Карлос Кастанеда. Сила безмолвия

   Отобранные цитаты из книги.



   Маги говорят о магии как о магической, таинственной птице, которая остановилась на миг в своем полете, чтобы дать человеку надежду и цель, что маги живут под крылом этой птицы, которую они называют птицей мудрости и птицей свободы, что они питают ее самоотверженностью и безупречностью. Он рассказал ей о знании магов про то, что полет птицы свободы всегда представляет прямую линию, поскольку она никогда не петляет, не кружит, не возвращается назад, и что птица свободы делает только две вещи — ибо берет магов с собой, либо оставляет их позади.



   Мы или любим, или ненавидим тех, кто является отражением нас самих.



   Воины не могут чувствовать сострадания, поскольку они больше не чувствуют жалости к себе. Без движущей силы самосожаления сострадание бессмысленно.
   Для воина все начинается и кончается в нем самом.



   Чтобы сны заставляли эту точку передвигаться, а сновидение контролировало это естественное движение, сновидению необходима сексуальная энергия.
   Либо ты тратишь свою сексуальную энергию на любовь, либо сновидишь, благодаря ей.
   Это правило для сновидящих. У сталкеров все наоборот.



   Трудность заключалась в нашем нежелании принять идею того, что знание может существовать без слов, объясняющих его.
   Знание и язык могут существовать независимо друг от друга.



   Смерть существует только потому, что мы намеренно делаем ее возможной с момента нашего рождения.



   И вот теперь стоит вопрос, как тебе нужно распорядиться с полученными выводами так, чтобы текущие переживания совпали с твоей схемой самодовольства.



   Безжалостность не является резкостью, хитрость не должна быть жесткостью, терпение отличается от небрежности, а ласковость далека от глупости.

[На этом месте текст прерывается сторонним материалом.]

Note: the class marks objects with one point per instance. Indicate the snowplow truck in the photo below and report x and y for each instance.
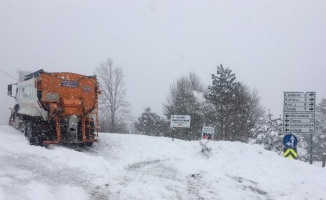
(53, 108)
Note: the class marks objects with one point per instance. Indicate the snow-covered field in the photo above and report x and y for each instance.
(142, 167)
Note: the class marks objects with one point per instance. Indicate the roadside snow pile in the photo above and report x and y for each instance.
(142, 167)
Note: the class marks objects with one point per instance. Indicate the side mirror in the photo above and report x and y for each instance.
(10, 90)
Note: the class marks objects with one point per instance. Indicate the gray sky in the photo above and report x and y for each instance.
(273, 46)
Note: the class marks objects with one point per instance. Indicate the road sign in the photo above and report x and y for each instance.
(290, 153)
(299, 101)
(180, 121)
(299, 112)
(290, 141)
(207, 132)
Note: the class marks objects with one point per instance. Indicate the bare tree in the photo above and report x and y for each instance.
(183, 101)
(114, 110)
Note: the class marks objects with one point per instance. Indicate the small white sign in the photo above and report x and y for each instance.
(180, 121)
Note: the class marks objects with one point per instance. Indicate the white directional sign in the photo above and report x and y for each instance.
(299, 112)
(299, 101)
(180, 121)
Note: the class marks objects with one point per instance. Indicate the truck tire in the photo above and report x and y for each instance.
(29, 130)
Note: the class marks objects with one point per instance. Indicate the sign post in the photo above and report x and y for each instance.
(299, 114)
(179, 121)
(207, 133)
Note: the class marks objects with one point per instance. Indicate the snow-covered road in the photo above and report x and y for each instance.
(142, 167)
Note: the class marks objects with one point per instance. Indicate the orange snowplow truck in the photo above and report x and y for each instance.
(54, 108)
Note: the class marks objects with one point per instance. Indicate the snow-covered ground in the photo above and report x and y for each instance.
(142, 167)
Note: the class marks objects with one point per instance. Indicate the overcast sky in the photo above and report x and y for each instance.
(273, 46)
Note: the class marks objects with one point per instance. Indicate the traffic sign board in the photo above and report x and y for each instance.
(290, 153)
(299, 112)
(298, 115)
(290, 141)
(299, 102)
(180, 121)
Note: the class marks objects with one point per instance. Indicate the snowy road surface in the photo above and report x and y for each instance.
(142, 167)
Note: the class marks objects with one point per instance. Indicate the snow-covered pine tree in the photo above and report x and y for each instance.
(232, 108)
(150, 123)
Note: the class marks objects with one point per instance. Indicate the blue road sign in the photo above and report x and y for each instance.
(290, 141)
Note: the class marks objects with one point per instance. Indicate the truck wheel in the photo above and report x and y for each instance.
(29, 129)
(89, 144)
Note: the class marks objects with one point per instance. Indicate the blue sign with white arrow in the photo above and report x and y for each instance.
(290, 141)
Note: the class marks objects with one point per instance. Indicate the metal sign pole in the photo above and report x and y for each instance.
(310, 148)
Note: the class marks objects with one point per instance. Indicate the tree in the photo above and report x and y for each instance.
(114, 110)
(233, 109)
(149, 123)
(182, 100)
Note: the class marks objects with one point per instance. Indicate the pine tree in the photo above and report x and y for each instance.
(149, 123)
(233, 109)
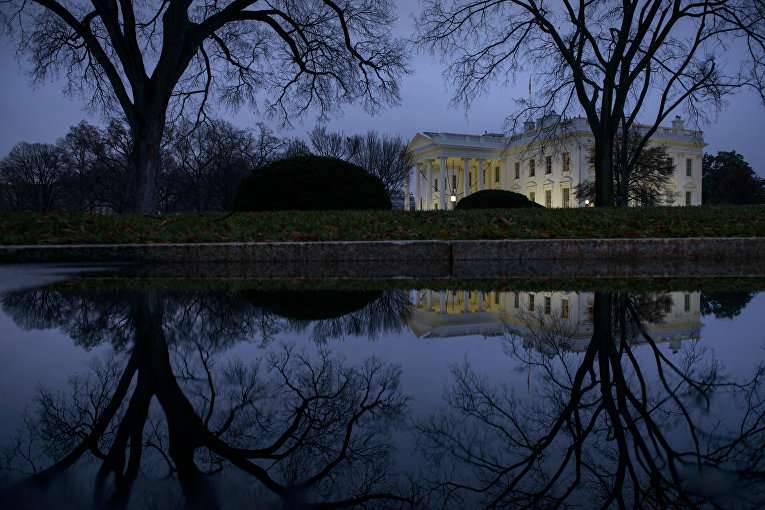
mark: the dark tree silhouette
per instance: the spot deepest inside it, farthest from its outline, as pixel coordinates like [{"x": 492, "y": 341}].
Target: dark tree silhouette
[
  {"x": 32, "y": 178},
  {"x": 621, "y": 424},
  {"x": 155, "y": 61},
  {"x": 310, "y": 429},
  {"x": 638, "y": 179},
  {"x": 386, "y": 157},
  {"x": 728, "y": 179},
  {"x": 609, "y": 61}
]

   Обычный человек действует лишь в том случае, если есть шанс на прибыль.
   Воины говорят, что они действуют не ради выгоды, но для духа.
   Наши действия продиктованы безупречностью — мы не можем ни сердиться, ни разочаровываться относительно тебя.



   «Выслеживание» как искусство использования поведения по-новому для определенных целей. Он сказал, что обычным человеческим поведением в мире повседневной жизни была рутина. Любое поведение, нарушающее повседневный порядок, оказывает на наше полное существо совершенно необычный эффект. Именно этот необычный эффект маги и ищут.
   Необычное поведение заставляет точку сборки дрожать. Вскоре они обнаружили, что если необычное поведение практикуется систематично и целенаправленно, оно в конечном счете вызывает движение точки сборки.
   Любой, кому удается передвинуть свою точку сборки в новую позицию, уже маг.
   А чтобы сделать это, им нужна нравственность и красота.



   Дон Хуан выражал свою уверенность, что идея христиан об изгнании из райского сада звучала для него как аллегория потери нашего безмолвного знания, нашего знания «намерения». Поэтому маги идут назад, к началу, возвращаясь в рай.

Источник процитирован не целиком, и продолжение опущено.